# 2.2 eV electron

## Homework Statement

I need to figure out the energy, rest mass, speed, wavelength and momentum of a 2.2 eV electron. Thats all it says.

Ek = 1/2mv^2

## The Attempt at a Solution

I dont understand what 2.2 eV is. The kinetic energy?
This converts to 3.52x10^-19 J

Rest mass should be 9.11x10^-31. Or do I use E=mc^2? Why or why not?

No idea how to find speed, which I need to calculate wavelength and momentum. I could use Ek= 1/2mv^2 because the electron will not be travelling close to the speed of light, but I feel like this is not the way you SHOULD calculate it.
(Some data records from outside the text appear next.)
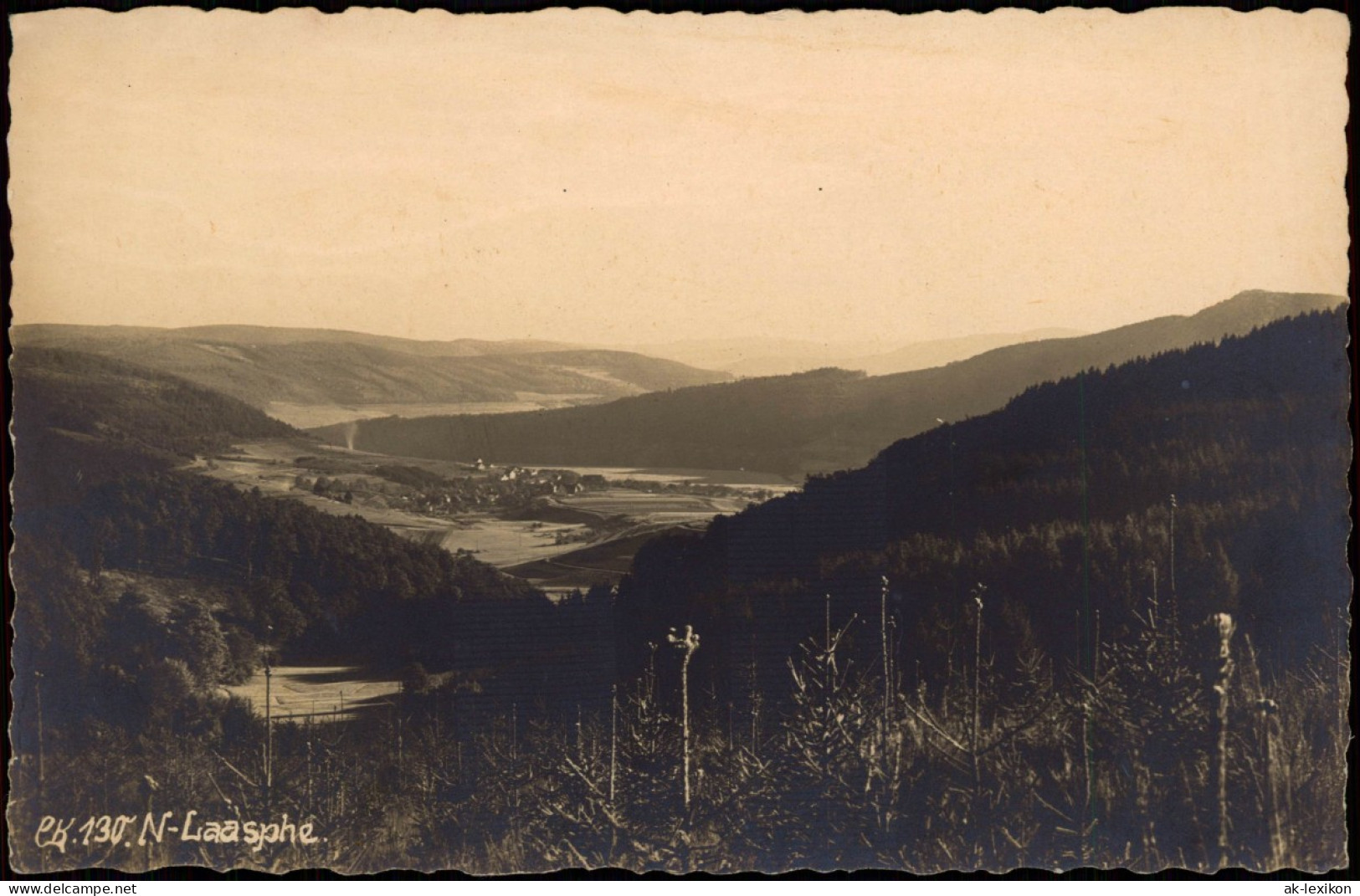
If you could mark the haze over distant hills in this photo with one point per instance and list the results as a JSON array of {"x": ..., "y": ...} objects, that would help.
[
  {"x": 813, "y": 422},
  {"x": 781, "y": 356},
  {"x": 272, "y": 367}
]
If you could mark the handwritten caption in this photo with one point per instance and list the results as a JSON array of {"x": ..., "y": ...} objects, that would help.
[{"x": 128, "y": 831}]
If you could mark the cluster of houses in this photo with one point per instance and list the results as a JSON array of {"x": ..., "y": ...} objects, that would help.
[{"x": 502, "y": 487}]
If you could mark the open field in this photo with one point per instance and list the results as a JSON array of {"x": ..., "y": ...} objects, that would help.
[{"x": 321, "y": 694}]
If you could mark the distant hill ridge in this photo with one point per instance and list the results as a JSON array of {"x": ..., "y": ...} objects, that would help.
[
  {"x": 813, "y": 422},
  {"x": 261, "y": 365}
]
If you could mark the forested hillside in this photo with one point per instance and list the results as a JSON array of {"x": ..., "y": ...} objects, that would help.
[
  {"x": 815, "y": 422},
  {"x": 261, "y": 366},
  {"x": 1061, "y": 504}
]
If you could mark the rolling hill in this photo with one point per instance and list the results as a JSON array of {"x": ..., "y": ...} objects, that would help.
[
  {"x": 267, "y": 366},
  {"x": 804, "y": 423},
  {"x": 783, "y": 356},
  {"x": 1218, "y": 472}
]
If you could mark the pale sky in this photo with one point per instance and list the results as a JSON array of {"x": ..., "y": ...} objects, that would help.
[{"x": 609, "y": 178}]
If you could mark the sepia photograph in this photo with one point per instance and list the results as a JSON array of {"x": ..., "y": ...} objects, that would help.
[{"x": 690, "y": 443}]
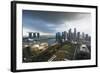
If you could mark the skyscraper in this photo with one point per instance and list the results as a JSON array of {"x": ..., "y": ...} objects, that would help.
[
  {"x": 78, "y": 36},
  {"x": 74, "y": 36},
  {"x": 30, "y": 35}
]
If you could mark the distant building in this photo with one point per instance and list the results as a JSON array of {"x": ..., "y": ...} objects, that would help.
[
  {"x": 30, "y": 35},
  {"x": 74, "y": 36},
  {"x": 78, "y": 36}
]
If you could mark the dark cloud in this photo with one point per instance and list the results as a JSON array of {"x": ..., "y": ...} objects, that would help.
[{"x": 47, "y": 21}]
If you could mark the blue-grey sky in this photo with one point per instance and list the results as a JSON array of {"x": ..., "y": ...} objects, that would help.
[{"x": 48, "y": 23}]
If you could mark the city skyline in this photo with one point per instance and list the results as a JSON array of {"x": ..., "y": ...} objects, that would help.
[{"x": 48, "y": 23}]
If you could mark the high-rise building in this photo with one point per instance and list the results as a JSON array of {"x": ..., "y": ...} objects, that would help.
[
  {"x": 74, "y": 36},
  {"x": 65, "y": 35},
  {"x": 70, "y": 35},
  {"x": 78, "y": 36},
  {"x": 30, "y": 35},
  {"x": 38, "y": 35},
  {"x": 34, "y": 35},
  {"x": 86, "y": 38}
]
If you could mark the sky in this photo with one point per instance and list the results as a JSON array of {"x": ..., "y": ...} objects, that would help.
[{"x": 49, "y": 22}]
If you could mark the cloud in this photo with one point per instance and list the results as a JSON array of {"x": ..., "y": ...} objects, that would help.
[{"x": 51, "y": 22}]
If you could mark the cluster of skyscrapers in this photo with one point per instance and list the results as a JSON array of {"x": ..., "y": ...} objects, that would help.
[
  {"x": 34, "y": 35},
  {"x": 72, "y": 36}
]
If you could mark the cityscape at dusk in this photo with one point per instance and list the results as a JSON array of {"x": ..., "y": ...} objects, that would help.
[{"x": 56, "y": 36}]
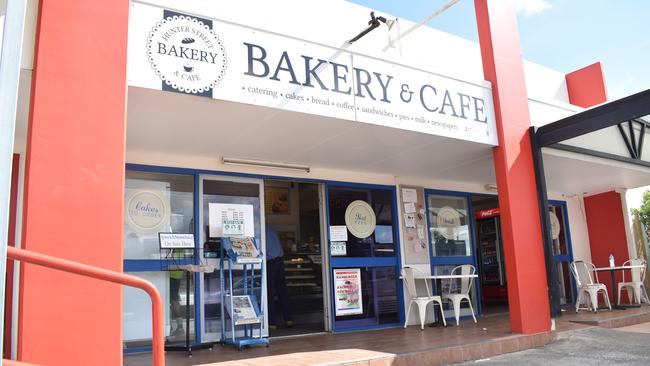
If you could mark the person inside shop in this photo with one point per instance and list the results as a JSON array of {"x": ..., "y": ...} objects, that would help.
[{"x": 275, "y": 280}]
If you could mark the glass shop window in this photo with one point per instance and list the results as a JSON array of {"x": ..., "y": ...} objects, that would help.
[
  {"x": 449, "y": 225},
  {"x": 153, "y": 203}
]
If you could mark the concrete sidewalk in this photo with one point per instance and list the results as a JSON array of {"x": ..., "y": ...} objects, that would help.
[{"x": 592, "y": 346}]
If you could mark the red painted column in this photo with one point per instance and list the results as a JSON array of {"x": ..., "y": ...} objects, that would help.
[
  {"x": 586, "y": 87},
  {"x": 606, "y": 228},
  {"x": 9, "y": 279},
  {"x": 74, "y": 187},
  {"x": 521, "y": 226}
]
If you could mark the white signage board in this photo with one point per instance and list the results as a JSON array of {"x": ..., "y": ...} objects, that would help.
[
  {"x": 176, "y": 241},
  {"x": 220, "y": 60},
  {"x": 347, "y": 291},
  {"x": 221, "y": 216}
]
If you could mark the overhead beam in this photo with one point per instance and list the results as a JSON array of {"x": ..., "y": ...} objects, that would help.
[{"x": 602, "y": 116}]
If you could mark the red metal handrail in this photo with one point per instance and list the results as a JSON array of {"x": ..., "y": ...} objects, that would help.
[{"x": 105, "y": 275}]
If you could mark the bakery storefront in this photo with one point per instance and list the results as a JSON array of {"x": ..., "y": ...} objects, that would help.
[
  {"x": 309, "y": 143},
  {"x": 321, "y": 153}
]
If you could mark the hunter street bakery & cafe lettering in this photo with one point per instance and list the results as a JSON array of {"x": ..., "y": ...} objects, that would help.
[
  {"x": 190, "y": 54},
  {"x": 186, "y": 54}
]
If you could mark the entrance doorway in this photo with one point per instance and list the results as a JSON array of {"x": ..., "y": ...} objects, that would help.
[
  {"x": 490, "y": 258},
  {"x": 294, "y": 254}
]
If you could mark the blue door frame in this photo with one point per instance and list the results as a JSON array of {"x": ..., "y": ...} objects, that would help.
[
  {"x": 138, "y": 265},
  {"x": 569, "y": 256},
  {"x": 456, "y": 260}
]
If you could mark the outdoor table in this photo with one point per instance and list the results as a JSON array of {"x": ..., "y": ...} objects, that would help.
[
  {"x": 438, "y": 279},
  {"x": 614, "y": 285}
]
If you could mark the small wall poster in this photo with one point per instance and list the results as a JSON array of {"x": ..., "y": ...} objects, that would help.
[
  {"x": 338, "y": 248},
  {"x": 347, "y": 292},
  {"x": 229, "y": 219},
  {"x": 175, "y": 241},
  {"x": 338, "y": 233}
]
There has to be another way.

gneill
Mentor

## Homework Statement

I need to figure out the energy, rest mass, speed, wavelength and momentum of a 2.2 eV electron. Thats all it says.

Ek = 1/2mv^2

## The Attempt at a Solution

I dont understand what 2.2 eV is. The kinetic energy?
This converts to 3.52x10^-19 J
Yes, that'll be the kinetic energy.
Rest mass should be 9.11x10^-31. Or do I use E=mc^2? Why or why not?

No idea how to find speed, which I need to calculate wavelength and momentum. I could use Ek= 1/2mv^2 because the electron will not be travelling close to the speed of light, but I feel like this is not the way you SHOULD calculate it. There has to be another way.
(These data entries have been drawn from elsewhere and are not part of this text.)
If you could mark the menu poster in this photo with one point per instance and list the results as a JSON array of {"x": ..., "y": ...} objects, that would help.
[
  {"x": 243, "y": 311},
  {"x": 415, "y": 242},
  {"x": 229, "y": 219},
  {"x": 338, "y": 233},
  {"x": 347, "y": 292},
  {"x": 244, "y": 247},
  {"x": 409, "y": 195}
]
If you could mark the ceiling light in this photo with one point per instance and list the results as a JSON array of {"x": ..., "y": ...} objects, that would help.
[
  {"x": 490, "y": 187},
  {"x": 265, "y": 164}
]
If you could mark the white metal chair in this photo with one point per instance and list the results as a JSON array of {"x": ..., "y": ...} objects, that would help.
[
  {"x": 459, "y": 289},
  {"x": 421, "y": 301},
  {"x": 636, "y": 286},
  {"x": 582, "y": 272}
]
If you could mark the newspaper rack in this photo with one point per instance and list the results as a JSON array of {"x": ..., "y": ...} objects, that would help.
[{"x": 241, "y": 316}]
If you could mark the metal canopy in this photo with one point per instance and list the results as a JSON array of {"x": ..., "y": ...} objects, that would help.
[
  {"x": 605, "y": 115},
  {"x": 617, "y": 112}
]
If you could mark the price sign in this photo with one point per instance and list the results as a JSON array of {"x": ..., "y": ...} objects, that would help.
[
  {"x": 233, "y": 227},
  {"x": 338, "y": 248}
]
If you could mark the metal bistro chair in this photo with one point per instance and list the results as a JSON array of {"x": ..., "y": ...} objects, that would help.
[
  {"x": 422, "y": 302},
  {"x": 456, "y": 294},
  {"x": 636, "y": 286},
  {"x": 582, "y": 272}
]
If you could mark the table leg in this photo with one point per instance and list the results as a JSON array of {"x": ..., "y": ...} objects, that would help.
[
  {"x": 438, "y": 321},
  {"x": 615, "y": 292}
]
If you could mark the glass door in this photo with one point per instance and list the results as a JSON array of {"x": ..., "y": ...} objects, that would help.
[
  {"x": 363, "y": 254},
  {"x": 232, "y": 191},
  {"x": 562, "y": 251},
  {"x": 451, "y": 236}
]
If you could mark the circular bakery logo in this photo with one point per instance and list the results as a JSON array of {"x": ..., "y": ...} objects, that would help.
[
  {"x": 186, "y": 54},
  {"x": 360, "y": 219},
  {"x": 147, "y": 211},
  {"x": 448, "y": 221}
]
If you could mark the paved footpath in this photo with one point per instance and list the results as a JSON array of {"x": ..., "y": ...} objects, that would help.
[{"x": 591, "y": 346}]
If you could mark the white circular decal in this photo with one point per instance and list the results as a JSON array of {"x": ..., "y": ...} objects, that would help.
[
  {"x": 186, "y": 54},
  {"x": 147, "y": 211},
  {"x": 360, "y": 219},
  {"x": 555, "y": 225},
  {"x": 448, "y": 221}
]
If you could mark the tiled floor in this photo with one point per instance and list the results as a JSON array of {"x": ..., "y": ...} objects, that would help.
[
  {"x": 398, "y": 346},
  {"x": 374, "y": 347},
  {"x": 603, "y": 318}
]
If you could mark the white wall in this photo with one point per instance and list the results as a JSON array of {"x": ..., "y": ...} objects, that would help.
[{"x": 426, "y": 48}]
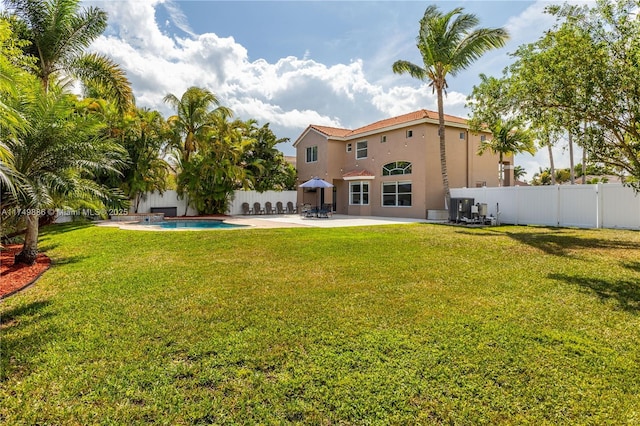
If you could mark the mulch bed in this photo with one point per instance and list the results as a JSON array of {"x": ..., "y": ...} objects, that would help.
[{"x": 14, "y": 278}]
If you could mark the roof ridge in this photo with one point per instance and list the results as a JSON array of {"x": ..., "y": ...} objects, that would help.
[{"x": 420, "y": 114}]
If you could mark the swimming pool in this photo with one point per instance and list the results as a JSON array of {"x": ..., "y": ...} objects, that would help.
[{"x": 193, "y": 224}]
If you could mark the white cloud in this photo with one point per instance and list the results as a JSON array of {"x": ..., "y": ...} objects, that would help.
[{"x": 290, "y": 93}]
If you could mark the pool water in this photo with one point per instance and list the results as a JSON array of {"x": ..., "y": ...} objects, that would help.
[{"x": 193, "y": 224}]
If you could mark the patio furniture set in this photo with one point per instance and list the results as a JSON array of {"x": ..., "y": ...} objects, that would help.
[{"x": 268, "y": 208}]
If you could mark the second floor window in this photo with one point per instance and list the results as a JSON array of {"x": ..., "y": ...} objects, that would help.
[
  {"x": 361, "y": 150},
  {"x": 312, "y": 154},
  {"x": 396, "y": 168}
]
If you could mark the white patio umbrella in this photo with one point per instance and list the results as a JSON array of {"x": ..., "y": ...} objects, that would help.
[{"x": 316, "y": 182}]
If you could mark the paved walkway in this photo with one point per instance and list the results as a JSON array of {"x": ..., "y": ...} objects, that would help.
[
  {"x": 336, "y": 221},
  {"x": 283, "y": 221}
]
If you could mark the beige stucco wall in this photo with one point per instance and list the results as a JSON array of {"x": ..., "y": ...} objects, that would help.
[{"x": 465, "y": 168}]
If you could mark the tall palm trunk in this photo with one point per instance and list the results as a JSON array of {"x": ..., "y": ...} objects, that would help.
[
  {"x": 29, "y": 250},
  {"x": 501, "y": 170},
  {"x": 552, "y": 167},
  {"x": 443, "y": 153},
  {"x": 572, "y": 172},
  {"x": 584, "y": 158}
]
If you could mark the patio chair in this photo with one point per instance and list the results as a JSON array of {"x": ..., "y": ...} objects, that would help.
[
  {"x": 268, "y": 208},
  {"x": 246, "y": 209},
  {"x": 305, "y": 210},
  {"x": 325, "y": 211},
  {"x": 257, "y": 209}
]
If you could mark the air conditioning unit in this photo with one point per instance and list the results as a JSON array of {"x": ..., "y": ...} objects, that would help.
[{"x": 460, "y": 208}]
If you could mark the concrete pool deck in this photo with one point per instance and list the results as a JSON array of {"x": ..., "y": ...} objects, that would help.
[
  {"x": 285, "y": 221},
  {"x": 336, "y": 221}
]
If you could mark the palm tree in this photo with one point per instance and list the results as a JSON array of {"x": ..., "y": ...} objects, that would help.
[
  {"x": 60, "y": 32},
  {"x": 508, "y": 139},
  {"x": 145, "y": 137},
  {"x": 448, "y": 44},
  {"x": 194, "y": 117},
  {"x": 58, "y": 156}
]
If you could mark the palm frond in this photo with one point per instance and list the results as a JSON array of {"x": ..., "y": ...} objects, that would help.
[
  {"x": 415, "y": 71},
  {"x": 106, "y": 77}
]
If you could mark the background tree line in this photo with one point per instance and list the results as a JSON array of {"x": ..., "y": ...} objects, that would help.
[
  {"x": 98, "y": 150},
  {"x": 579, "y": 83}
]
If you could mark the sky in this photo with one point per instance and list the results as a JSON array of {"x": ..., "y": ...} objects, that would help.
[{"x": 296, "y": 63}]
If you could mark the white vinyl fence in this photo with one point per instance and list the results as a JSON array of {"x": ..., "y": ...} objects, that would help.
[
  {"x": 170, "y": 199},
  {"x": 583, "y": 206}
]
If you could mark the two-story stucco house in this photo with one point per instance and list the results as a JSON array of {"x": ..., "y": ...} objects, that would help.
[{"x": 392, "y": 167}]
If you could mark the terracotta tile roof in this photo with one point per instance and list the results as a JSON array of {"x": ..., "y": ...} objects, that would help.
[
  {"x": 406, "y": 118},
  {"x": 421, "y": 114},
  {"x": 388, "y": 122},
  {"x": 331, "y": 131},
  {"x": 358, "y": 173}
]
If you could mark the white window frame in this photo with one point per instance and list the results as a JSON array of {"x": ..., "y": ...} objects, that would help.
[
  {"x": 359, "y": 150},
  {"x": 311, "y": 152},
  {"x": 406, "y": 170},
  {"x": 361, "y": 192},
  {"x": 396, "y": 194}
]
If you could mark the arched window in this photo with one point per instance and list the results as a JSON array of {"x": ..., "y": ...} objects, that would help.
[{"x": 396, "y": 168}]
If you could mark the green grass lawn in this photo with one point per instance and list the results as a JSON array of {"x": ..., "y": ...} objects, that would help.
[{"x": 399, "y": 324}]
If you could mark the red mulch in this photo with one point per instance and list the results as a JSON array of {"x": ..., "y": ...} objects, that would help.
[{"x": 16, "y": 277}]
Check the speed that you get when you apply Newtonian physics to find the speed from the KE . If its much less than the speed of light then you can continue with Newtonian physics and ignore relativistic effects. So, what value do you get for speed via 1/2mv2?

8.79x10^5 m/s

gneill
Mentor
8.79x10^5 m/s
How does that compare to the speed of light (percentage-wise)?
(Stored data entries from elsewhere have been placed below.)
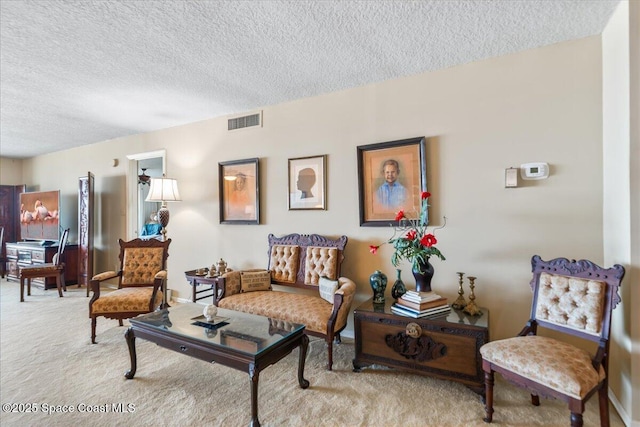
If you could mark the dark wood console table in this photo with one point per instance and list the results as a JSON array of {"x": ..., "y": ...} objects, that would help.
[
  {"x": 27, "y": 254},
  {"x": 446, "y": 347}
]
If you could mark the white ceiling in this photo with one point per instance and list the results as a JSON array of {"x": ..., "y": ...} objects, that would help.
[{"x": 75, "y": 73}]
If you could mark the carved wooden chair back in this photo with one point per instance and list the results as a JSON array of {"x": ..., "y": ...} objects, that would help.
[
  {"x": 141, "y": 275},
  {"x": 574, "y": 298},
  {"x": 140, "y": 260},
  {"x": 53, "y": 269}
]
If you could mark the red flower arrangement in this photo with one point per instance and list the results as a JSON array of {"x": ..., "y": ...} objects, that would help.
[{"x": 415, "y": 244}]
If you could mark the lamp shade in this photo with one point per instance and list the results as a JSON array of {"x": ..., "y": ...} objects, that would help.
[{"x": 163, "y": 190}]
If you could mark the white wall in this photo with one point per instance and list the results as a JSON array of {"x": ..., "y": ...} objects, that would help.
[
  {"x": 621, "y": 142},
  {"x": 10, "y": 171}
]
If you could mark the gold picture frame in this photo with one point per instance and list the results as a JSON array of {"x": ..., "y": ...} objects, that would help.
[
  {"x": 239, "y": 189},
  {"x": 307, "y": 183},
  {"x": 383, "y": 193}
]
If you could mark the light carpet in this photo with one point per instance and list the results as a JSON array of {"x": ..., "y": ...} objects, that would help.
[{"x": 46, "y": 359}]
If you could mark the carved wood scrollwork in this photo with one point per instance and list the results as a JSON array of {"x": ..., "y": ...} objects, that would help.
[{"x": 422, "y": 348}]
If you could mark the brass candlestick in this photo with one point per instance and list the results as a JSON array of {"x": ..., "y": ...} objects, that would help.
[
  {"x": 472, "y": 308},
  {"x": 459, "y": 303}
]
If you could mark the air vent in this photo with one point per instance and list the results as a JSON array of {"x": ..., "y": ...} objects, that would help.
[{"x": 244, "y": 121}]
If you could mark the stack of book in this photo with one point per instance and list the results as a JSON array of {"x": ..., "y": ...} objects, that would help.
[{"x": 421, "y": 304}]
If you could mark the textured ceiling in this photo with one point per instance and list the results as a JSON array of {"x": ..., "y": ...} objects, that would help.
[{"x": 75, "y": 73}]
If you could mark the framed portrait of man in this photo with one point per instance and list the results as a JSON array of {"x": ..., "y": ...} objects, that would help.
[
  {"x": 239, "y": 184},
  {"x": 391, "y": 176},
  {"x": 307, "y": 183}
]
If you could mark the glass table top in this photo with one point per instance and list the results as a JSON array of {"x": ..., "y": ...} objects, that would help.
[{"x": 231, "y": 329}]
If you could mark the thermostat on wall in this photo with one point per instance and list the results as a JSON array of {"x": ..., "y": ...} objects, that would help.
[{"x": 534, "y": 170}]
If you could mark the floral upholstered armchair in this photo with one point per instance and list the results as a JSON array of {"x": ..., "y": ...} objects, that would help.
[
  {"x": 573, "y": 298},
  {"x": 140, "y": 279}
]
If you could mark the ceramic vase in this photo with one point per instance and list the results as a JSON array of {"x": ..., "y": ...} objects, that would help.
[
  {"x": 423, "y": 273},
  {"x": 209, "y": 312},
  {"x": 398, "y": 289},
  {"x": 378, "y": 282}
]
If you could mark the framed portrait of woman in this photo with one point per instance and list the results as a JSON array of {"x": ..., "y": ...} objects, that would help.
[
  {"x": 239, "y": 189},
  {"x": 391, "y": 176}
]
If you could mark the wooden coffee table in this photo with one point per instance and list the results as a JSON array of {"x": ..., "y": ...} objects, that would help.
[{"x": 243, "y": 341}]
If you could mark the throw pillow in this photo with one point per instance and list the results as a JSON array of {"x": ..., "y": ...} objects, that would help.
[
  {"x": 255, "y": 281},
  {"x": 327, "y": 288}
]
Its 0.293% of the speed of light. But I'm mainly concerned about how to do the question without Ek=1/2mv^2. What if it WAS close to the speed of light? Is there a different procedure I can use?

gneill
Mentor
Its 0.293% of the speed of light. But I'm mainly concerned about how to do the question without Ek=1/2mv^2. What if it WAS close to the speed of light? Is there a different procedure I can use?
Yes, you would need to invoke the formulas of special relativity to deal with how some of the energy ends up as an apparent increase in mass. Note though that the rest mass is always the same regardless. Rest mass is the mass of an object that is at rest with respect to the observer, so no corrections for speed are involved at all.

Can you outline the procedure? I really don't understand this last unit of quantum mechanics. Like what is the full equation? I would be solving for v

gneill
Mentor
Can you outline the procedure? I really don't understand this last unit of quantum mechanics. Like what is the full equation? I would be solving for v
Well, the relativistic kinetic energy is given by:

$$KE = m_o c^2 \left[ \frac{1}{\sqrt{1 - \frac{v^2}{c^2}}} - 1 \right]$$

and you would be looking for v, which will get a tad messy algebraically.